Towards understanding and predicting the hydronium ion catalyzed dehydration of cyclic-primary, secondary and tertiary alcohols

Abstract

The varying steric environment of zeolites subtly influences the rates of hydronium-ion-catalyzed dehydration of alcohols containing a cyclohexyl group in aqueous phase. The investigated primary, secondary, and tertiary alcohols show an increasing stabilization of an ionic transition state in this sequence, i.e., an increasing tendency to move from a concerted (E2 mechanism) to a stepwise dehydration (E1 mechanism). Hydronium ions confined in the micropores of MFI and BEA zeolites induced much higher catalyzed rates than those in the aqueous phase.

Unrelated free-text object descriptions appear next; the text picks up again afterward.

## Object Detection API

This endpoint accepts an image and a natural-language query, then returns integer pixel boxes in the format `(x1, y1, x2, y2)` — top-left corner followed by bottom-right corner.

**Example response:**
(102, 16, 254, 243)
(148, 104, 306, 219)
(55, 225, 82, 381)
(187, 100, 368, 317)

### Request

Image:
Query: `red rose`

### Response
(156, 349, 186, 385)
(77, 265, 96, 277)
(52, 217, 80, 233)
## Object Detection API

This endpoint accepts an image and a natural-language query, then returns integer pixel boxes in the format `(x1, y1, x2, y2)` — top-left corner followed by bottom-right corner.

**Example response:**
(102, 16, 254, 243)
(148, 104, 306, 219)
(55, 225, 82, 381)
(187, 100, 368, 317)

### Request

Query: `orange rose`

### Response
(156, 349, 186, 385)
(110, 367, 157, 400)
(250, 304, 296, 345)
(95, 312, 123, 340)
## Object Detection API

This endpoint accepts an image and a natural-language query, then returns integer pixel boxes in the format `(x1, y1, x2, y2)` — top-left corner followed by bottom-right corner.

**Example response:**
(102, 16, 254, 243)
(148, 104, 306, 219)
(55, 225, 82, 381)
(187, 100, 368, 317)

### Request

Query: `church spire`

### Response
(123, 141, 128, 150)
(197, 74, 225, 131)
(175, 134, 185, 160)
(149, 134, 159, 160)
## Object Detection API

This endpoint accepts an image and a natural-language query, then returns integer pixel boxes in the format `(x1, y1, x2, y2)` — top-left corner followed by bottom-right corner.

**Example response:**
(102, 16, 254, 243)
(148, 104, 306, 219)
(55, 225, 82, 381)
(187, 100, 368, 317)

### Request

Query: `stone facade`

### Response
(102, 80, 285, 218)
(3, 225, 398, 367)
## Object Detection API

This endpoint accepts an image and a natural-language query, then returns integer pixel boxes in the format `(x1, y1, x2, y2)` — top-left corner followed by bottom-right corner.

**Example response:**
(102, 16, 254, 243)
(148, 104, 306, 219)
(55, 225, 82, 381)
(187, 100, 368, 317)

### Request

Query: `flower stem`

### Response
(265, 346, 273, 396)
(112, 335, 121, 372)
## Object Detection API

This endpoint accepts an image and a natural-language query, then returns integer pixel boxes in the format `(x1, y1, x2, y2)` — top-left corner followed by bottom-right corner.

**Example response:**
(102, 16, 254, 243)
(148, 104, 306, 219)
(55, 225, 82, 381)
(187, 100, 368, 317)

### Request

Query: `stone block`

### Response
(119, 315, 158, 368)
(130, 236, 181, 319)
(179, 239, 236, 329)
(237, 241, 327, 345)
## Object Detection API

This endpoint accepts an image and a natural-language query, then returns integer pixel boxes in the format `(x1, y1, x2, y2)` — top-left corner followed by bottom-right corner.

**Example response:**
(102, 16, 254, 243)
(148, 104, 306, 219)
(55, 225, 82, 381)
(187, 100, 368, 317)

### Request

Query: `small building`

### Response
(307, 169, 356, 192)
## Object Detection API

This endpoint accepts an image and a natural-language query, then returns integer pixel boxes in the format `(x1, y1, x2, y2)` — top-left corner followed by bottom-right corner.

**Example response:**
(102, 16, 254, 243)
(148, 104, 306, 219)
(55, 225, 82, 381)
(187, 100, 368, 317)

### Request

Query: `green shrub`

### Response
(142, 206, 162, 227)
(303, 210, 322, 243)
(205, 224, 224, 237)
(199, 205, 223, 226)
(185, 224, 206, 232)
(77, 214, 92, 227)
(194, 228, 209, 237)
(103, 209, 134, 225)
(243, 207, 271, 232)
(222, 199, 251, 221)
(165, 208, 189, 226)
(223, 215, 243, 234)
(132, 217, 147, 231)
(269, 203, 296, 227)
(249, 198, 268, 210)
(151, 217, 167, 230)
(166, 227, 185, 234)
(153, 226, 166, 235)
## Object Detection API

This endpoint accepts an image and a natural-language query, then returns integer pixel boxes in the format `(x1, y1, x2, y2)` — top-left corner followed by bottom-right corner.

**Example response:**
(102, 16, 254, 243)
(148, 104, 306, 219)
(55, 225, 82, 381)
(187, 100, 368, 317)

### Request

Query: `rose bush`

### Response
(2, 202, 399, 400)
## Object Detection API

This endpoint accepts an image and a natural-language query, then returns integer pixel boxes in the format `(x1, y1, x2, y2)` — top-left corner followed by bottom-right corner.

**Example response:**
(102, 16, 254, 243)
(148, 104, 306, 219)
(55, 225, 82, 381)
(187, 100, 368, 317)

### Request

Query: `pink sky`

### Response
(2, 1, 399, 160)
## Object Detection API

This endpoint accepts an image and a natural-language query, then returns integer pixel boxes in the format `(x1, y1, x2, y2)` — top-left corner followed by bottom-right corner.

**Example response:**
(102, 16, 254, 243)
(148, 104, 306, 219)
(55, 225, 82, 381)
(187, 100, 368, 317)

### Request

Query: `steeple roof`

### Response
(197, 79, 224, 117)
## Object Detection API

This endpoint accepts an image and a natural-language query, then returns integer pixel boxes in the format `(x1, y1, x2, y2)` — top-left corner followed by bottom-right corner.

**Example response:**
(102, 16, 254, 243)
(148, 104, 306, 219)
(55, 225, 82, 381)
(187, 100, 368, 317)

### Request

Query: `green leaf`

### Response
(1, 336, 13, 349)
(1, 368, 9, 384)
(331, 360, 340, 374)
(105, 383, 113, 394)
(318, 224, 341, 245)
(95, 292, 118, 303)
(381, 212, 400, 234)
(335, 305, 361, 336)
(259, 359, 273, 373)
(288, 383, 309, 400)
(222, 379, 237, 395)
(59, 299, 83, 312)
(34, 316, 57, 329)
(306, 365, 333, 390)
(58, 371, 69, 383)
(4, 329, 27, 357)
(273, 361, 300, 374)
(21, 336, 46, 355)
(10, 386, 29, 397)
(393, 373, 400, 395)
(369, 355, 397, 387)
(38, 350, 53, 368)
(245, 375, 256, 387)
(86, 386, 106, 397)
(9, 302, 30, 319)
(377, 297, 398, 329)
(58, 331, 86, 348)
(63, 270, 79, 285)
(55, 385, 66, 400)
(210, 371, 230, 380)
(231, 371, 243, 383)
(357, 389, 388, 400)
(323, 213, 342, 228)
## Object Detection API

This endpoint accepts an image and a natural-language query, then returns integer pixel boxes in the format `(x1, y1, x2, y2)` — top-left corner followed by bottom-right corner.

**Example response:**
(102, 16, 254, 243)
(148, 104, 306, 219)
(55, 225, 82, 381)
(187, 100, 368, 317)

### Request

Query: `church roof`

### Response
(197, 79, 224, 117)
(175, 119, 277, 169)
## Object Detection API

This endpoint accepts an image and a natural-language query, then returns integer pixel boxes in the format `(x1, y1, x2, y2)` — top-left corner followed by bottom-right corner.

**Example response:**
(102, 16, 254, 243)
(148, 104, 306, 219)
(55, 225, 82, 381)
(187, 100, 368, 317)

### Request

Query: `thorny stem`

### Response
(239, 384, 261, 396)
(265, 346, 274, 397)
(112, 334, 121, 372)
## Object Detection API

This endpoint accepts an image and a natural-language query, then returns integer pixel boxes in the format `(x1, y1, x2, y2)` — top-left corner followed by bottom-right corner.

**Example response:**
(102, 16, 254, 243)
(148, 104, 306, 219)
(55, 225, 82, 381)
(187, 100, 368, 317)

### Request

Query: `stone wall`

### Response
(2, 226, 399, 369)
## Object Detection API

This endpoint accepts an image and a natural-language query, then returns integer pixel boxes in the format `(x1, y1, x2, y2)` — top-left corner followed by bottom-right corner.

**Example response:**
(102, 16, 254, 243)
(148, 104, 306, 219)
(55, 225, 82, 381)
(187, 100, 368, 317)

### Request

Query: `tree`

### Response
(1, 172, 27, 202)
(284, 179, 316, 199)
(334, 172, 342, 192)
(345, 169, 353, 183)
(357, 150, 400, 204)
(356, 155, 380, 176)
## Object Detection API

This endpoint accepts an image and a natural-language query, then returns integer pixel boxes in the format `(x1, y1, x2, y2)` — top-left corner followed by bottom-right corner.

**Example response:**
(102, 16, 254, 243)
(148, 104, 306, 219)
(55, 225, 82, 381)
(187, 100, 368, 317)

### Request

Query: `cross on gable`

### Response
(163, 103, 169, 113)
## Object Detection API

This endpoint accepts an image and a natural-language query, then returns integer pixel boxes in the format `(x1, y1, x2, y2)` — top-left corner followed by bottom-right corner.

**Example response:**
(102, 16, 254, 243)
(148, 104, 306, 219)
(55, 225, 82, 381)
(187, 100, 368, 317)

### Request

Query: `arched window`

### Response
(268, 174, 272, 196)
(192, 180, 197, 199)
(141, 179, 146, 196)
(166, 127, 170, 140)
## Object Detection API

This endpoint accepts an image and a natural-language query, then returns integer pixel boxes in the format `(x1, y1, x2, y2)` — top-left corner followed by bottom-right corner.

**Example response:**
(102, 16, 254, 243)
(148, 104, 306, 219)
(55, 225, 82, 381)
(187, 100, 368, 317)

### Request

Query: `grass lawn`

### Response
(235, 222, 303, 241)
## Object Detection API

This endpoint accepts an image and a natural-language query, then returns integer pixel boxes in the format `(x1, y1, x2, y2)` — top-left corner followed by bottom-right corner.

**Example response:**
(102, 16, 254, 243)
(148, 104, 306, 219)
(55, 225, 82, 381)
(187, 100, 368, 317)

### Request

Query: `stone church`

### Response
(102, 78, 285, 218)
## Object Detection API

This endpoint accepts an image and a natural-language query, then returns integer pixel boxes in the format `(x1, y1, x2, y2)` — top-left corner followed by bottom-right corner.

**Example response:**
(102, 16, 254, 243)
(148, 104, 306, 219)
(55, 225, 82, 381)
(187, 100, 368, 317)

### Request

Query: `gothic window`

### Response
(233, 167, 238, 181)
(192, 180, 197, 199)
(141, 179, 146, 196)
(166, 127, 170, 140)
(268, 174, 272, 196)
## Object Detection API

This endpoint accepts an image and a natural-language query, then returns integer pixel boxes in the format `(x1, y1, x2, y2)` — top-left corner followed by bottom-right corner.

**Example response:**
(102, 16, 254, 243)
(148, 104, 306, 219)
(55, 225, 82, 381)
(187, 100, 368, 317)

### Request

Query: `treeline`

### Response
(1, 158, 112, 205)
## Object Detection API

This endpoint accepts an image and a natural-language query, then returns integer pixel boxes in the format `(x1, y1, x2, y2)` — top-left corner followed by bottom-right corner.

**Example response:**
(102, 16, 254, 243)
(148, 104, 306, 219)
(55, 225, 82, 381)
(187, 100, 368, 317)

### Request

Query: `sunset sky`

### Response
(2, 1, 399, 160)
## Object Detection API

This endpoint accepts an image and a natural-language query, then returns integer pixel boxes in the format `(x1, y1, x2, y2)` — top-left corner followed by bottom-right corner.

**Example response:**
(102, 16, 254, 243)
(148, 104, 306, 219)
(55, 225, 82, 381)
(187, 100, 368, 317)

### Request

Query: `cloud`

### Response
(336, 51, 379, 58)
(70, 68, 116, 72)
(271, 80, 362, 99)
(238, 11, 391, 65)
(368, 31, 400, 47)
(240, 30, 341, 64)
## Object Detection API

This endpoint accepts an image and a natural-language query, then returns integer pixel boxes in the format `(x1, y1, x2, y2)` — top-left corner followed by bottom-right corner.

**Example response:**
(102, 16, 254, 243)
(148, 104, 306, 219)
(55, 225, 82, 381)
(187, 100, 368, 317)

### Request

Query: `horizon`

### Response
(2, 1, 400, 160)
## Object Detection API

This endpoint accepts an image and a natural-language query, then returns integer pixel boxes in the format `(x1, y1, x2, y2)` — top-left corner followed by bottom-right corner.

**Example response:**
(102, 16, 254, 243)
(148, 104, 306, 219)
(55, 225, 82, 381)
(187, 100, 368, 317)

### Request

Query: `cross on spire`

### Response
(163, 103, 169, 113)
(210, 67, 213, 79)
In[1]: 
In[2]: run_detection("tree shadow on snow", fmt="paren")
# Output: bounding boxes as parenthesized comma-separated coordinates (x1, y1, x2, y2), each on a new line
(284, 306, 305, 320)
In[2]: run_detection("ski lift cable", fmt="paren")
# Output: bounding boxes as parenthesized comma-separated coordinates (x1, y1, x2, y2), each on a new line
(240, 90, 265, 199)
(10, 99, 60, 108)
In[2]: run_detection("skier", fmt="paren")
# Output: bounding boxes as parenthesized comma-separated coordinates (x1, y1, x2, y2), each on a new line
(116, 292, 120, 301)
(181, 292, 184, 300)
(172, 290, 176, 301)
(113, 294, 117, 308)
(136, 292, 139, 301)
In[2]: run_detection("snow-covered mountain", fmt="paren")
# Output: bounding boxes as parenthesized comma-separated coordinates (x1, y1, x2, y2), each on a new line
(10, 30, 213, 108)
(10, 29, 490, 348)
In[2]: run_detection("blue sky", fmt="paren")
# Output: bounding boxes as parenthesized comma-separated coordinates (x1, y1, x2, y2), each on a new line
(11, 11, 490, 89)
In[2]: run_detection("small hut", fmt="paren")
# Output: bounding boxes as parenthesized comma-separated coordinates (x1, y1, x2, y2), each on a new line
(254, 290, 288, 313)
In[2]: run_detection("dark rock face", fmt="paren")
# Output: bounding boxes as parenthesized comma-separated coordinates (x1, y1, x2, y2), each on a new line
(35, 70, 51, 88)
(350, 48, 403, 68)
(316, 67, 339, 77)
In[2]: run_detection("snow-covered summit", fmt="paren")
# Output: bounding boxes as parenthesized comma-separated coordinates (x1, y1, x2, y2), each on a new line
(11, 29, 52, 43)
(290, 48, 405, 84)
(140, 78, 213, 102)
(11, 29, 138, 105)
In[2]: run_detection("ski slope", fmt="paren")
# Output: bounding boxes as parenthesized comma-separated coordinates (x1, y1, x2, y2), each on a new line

Independent of the reaction mechanism and the environment, however, all alcohols investigated follow one compensation correlation between activation enthalpy and entropy for primary, secondary, and tertiary alcohols, respectively. For a given transition enthalpy, the rate of dehydration is the higher the larger the reaction space (translated to the reaction entropy). Surprisingly, all compensation relations intersect in one point. These dependences for the different alcohols are also reflected in the turnover rates, for which all alcohols also intersect in a common point, which appears to mark the highest reaction rate for dehydration catalyzed by hydronium ions at the investigated temperature.